Gol pertama pertandingan ini dicetak oleh pemain Rusia, Roman Pavlyuchenko pada menit ke-56. Gol memecahkan kebuntuan pertandingan setelah babak satu berakhir 0-0. Setelah gol tersebut, permainan Belanda keliatan kurang berjiwa tapi untungnya Van Nistelrooy membangkitkan semangat Belanda dengan menggawangkan bola pada menit ke-85 ke gawang Rusia. Pertandingan akhirnya diperpanjang 2 x 15 menit.
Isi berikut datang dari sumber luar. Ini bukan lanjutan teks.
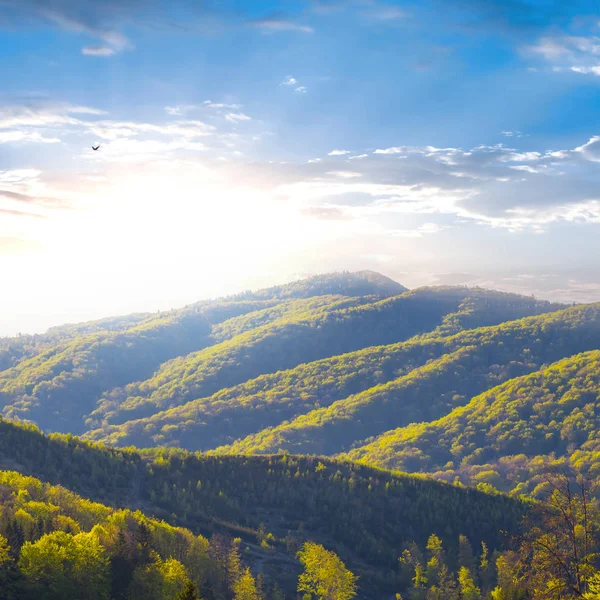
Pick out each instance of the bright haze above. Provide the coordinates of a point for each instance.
(245, 144)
Ternyata di babak perpanjangan tersebut, Belanda tetap ketinggalan dan sepertinya bermain kacau. Rusia juga “mengamuk” dengan menyarangkan dua gol spektakuler ke gawang Van Der Sar. Pada menit ke-111 Torbonski mencetak gol kedua untuk Rusia dan Arshavin mencetak gol ketiga dari sudut yang sangat sempit.
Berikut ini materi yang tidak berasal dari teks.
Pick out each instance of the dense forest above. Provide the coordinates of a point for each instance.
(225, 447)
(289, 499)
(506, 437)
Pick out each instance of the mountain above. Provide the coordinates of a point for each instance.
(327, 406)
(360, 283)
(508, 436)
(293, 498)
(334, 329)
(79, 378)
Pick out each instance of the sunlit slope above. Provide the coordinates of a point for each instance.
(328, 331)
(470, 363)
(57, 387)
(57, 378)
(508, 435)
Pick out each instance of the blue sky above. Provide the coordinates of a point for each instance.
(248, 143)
Menurutku, permainan Belanda kali ini kurang memuaskan dibanding permainannya pada saat pembantaian Perancis, Itali dan Romania di babak penyisihan. Belanda sepertinya kehilangan arah pada babak kedua. Pergantian pemain juga tidak menghasilkan perlawanan yang berarti. Dan sayangnya lagi, Robben tidak bisa bermain karena cedera pahanya yang belum sembuh.
Guus Hiddink, pelatih timnas Rusia asal Belanda juga menunjukkan kelasnya dan mempertahankan reputasi yang selalu membuat kejutan dengan membawakan tim-tim “tidak diunggulkan” ke level yang sebelumnya susah direbut tim-tim tersebut. Sebut saja timnas Korea Selatan yang menggapai posisi 4 Piala Dunia 2002, Australia ke babak kedua Piala Dunia 2006 dan kini timnas Rusia masuk ke perempat final EURO 2008.
Van Basten dan pasukannya terpaksa gigit jari karena tidak berhasil mempertahankan kemampuannya di babak penyisihan dan akhirnya harus pulang karena tidak bisa melanjut ke babak berikutnya.
Karena Belanda udah kalah, kayaknya sekarang harus ganti tim favorit pemenang EURO 2008 nih…hehehe. Rusia sepertinya calon kuat baru menurutku. Alasanku sebenarnya lebih ke kesenanganku dengan gaya Total Football yang sepertinya menjanjikan, smooth, dan keren.
Oh iya, situasi nonton bareng langsung sepi ketika gol pertama dari Rusia dicetak walaupun tidak bertahan lama. Para pendukung Belanda akhirnya harus menahan kesedihan karena kekalahan 3-1 tersebut. Gak ada pesta kemenangan lagi, yang ada minum-minuman alkohol untuk menenangkan pikiran dan saling menghibur. Minggu-minggu ke depan gak ada lagi kemeriahan yang mirip “17an agustusan di Indonesia”.
Belanda, mungkin sekarang masih belum waktunya, tapi di lain kesempatan pasti bisa. Piala Dunia 2010 harus jadi target utama!!!!!